Но и этого ему показалось мало. Кольцу требовались обкатка за пределами Петербурга и международное признание. Ради этого Гергиев пожертвовал ближними рубежами, не приехав в Москву на Золотую Маску, и направился в Германию — шаг безумный и отчаянный, поскольку именно на родине Вагнера его операми публика пресыщена сверх всякой меры. В Баден-Бадене, где Кольцо показывали два раза, мариинских артистов ждали громовые овации и лестные отзывы рецензентов, единодушно отмечавших прекрасное немецкое произношение певцов, удивительную по красоте работу художника по свету Глеба Фильштинского и колоритные костюмы Татьяны Ногиновой. Плюс, конечно, гергиевскую харизму, хотя сам дирижер несколько устал принимать все похвалы и все больше советовал обратить внимание на работу вокалистов и цыпинскую сценографию.

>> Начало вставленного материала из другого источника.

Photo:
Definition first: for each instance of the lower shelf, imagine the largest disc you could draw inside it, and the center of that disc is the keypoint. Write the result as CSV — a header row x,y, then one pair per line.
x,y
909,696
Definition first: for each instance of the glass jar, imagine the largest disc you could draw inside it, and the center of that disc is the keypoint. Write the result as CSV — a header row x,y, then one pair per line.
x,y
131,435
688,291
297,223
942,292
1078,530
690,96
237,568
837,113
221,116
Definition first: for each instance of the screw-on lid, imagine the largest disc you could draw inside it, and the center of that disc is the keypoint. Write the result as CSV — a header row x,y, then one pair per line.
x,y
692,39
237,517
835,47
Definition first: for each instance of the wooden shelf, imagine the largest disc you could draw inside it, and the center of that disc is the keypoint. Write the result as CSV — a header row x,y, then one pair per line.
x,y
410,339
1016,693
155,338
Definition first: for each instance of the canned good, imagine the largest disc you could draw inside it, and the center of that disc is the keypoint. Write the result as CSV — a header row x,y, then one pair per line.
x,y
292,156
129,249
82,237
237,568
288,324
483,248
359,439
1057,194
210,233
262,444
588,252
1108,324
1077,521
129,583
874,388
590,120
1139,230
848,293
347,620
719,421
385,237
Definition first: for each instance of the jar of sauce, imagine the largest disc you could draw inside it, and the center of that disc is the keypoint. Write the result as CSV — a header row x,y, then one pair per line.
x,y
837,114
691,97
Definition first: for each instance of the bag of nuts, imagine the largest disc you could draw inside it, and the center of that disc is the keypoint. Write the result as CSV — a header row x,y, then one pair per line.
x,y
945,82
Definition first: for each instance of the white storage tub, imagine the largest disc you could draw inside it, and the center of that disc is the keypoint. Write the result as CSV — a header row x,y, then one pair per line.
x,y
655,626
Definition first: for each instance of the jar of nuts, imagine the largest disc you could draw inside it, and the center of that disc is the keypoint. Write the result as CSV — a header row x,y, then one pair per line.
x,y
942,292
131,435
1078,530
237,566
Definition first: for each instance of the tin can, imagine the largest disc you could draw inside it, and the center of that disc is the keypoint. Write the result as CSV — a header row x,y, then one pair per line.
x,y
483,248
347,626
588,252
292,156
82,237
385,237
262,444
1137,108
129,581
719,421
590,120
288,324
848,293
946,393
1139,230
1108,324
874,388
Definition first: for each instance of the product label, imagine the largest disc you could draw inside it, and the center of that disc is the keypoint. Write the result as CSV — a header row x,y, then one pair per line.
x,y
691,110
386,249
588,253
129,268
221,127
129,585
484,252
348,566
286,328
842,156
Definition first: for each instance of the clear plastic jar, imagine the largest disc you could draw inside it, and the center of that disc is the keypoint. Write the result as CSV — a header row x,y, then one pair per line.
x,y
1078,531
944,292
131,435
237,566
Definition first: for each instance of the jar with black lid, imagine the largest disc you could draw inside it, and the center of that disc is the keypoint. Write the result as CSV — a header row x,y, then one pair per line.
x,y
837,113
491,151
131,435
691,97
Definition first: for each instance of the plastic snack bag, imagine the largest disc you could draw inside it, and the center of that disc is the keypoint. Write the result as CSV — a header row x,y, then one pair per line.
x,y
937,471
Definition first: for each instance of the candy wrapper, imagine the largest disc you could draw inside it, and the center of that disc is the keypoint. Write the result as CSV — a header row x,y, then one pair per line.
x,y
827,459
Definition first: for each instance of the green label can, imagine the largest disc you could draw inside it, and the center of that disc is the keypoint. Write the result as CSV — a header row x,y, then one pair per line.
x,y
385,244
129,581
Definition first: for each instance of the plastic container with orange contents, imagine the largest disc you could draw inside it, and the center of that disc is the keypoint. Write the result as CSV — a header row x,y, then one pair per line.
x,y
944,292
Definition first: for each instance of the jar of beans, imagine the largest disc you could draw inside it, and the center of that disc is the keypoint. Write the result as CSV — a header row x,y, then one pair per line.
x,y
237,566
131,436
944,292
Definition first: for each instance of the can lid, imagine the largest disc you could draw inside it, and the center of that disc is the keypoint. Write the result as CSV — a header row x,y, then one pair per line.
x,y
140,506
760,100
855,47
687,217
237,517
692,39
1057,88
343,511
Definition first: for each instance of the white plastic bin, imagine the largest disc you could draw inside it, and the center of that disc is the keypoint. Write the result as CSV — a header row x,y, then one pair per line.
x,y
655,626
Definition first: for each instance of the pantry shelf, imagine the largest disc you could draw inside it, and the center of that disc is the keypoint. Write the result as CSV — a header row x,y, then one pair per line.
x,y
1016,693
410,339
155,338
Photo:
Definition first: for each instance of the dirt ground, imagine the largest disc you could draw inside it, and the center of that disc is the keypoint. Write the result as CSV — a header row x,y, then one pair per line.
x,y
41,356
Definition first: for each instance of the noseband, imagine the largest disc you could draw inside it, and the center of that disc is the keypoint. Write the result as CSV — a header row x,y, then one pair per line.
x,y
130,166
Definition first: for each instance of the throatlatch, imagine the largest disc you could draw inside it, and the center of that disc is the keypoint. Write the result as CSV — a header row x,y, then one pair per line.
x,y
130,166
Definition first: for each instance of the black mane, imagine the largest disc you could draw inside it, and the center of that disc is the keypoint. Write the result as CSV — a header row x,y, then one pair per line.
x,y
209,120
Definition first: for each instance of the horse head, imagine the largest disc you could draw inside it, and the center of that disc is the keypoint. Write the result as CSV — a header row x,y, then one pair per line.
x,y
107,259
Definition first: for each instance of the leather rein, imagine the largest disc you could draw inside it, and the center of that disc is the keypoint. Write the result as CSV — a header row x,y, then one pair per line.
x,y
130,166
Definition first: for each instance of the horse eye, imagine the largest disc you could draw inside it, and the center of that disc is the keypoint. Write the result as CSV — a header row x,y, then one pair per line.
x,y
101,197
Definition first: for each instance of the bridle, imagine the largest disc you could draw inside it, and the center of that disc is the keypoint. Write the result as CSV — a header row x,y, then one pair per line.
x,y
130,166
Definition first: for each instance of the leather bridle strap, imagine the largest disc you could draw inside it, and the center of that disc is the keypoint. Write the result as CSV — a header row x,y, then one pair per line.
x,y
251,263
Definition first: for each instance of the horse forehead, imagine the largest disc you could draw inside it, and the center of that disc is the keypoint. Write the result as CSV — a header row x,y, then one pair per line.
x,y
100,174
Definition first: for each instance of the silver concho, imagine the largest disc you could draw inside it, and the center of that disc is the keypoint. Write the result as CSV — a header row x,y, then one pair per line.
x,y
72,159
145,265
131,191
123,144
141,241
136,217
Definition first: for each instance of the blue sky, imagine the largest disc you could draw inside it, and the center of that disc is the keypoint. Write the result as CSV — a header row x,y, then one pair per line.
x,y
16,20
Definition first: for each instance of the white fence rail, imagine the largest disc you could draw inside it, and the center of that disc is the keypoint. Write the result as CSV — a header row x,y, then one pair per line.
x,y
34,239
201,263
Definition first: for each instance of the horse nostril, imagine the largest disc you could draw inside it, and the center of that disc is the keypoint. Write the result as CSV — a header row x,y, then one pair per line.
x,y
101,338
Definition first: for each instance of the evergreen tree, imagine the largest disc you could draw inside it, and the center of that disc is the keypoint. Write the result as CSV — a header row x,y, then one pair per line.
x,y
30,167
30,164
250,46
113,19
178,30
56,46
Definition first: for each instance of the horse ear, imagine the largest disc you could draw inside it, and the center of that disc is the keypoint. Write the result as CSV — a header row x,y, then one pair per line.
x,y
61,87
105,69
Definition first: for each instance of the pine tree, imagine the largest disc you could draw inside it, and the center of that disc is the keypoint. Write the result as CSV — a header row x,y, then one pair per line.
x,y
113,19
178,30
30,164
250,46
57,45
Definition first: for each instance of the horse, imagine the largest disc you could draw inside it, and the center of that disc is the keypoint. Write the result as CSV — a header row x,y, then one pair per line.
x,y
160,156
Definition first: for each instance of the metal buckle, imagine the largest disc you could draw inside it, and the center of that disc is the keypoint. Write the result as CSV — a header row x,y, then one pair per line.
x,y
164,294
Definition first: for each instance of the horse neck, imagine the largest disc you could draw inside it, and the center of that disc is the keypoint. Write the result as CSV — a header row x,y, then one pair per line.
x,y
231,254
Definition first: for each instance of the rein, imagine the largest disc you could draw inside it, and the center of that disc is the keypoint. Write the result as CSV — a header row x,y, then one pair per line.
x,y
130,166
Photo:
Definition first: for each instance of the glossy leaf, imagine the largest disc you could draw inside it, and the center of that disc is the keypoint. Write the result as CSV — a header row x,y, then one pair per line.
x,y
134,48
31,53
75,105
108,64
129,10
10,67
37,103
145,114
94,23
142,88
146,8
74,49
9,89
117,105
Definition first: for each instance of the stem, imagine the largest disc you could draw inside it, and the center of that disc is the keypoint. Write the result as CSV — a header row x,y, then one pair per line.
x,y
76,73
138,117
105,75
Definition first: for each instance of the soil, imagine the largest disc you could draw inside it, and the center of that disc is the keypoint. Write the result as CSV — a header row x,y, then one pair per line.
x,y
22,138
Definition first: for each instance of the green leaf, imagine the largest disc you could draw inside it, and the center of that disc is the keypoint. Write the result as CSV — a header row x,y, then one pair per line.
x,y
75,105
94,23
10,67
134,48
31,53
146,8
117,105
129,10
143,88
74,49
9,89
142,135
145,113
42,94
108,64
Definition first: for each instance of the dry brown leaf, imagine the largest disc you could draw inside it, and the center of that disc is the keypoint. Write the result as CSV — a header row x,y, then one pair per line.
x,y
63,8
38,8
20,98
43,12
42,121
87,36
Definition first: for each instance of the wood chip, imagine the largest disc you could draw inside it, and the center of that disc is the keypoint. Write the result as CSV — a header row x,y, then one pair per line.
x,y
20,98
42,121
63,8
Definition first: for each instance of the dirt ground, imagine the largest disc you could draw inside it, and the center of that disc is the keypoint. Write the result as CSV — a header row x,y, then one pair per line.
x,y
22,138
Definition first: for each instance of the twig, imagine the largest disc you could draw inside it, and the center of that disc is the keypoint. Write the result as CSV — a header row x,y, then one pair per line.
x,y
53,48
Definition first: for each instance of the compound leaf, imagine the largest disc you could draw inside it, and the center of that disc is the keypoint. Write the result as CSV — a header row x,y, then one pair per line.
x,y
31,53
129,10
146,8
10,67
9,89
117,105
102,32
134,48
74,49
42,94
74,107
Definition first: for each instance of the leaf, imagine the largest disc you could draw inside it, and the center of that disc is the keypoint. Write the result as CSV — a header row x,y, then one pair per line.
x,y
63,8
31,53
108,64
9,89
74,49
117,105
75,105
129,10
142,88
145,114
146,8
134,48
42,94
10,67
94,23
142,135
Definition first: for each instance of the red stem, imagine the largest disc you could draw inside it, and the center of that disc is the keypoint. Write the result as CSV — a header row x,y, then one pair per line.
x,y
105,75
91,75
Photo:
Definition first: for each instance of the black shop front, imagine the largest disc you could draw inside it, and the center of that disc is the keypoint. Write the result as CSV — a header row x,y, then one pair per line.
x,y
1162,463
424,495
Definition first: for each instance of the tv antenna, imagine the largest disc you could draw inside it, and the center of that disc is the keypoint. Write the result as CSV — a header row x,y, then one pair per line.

Сейчас, когда Кольцо получило уже не всероссийское, а мировое признание, Гергиев наконец везет его в Москву. С одной стороны, у всех, кто побывал на Пасхальном фестивале, на котором Мариинка дала несчетное множество программ, есть резонные опасения: вконец вымотанные за сезон музыканты могут не оправдать тех лучезарных ожиданий, которые связаны с первым за это (и прошлое) столетие Кольцом. С другой стороны, гергиевские спектакли, как хорошее вино, имеют обыкновение со временем становиться только лучше, а учитывая, сколь мощная команда певцов покупает билеты в Москву, никакие неприятные неожиданности нам не грозят. Лично мне вспоминается непогожий зимний день, когда из Баден-Бадена сразу после Валькирии автобус с Мариинским оркестром уезжал в Давос, на Всемирный экономический форум, азатем возвращался назад, чтобы продолжить вагнеровский цикл. Когда не спавшие две ночи музыканты грянули Зигфрида» на пять с половиной часов, то мне показалось, что они и есть те самые герои доисторического эпоса, которые в огне не горят и в воде не тонут.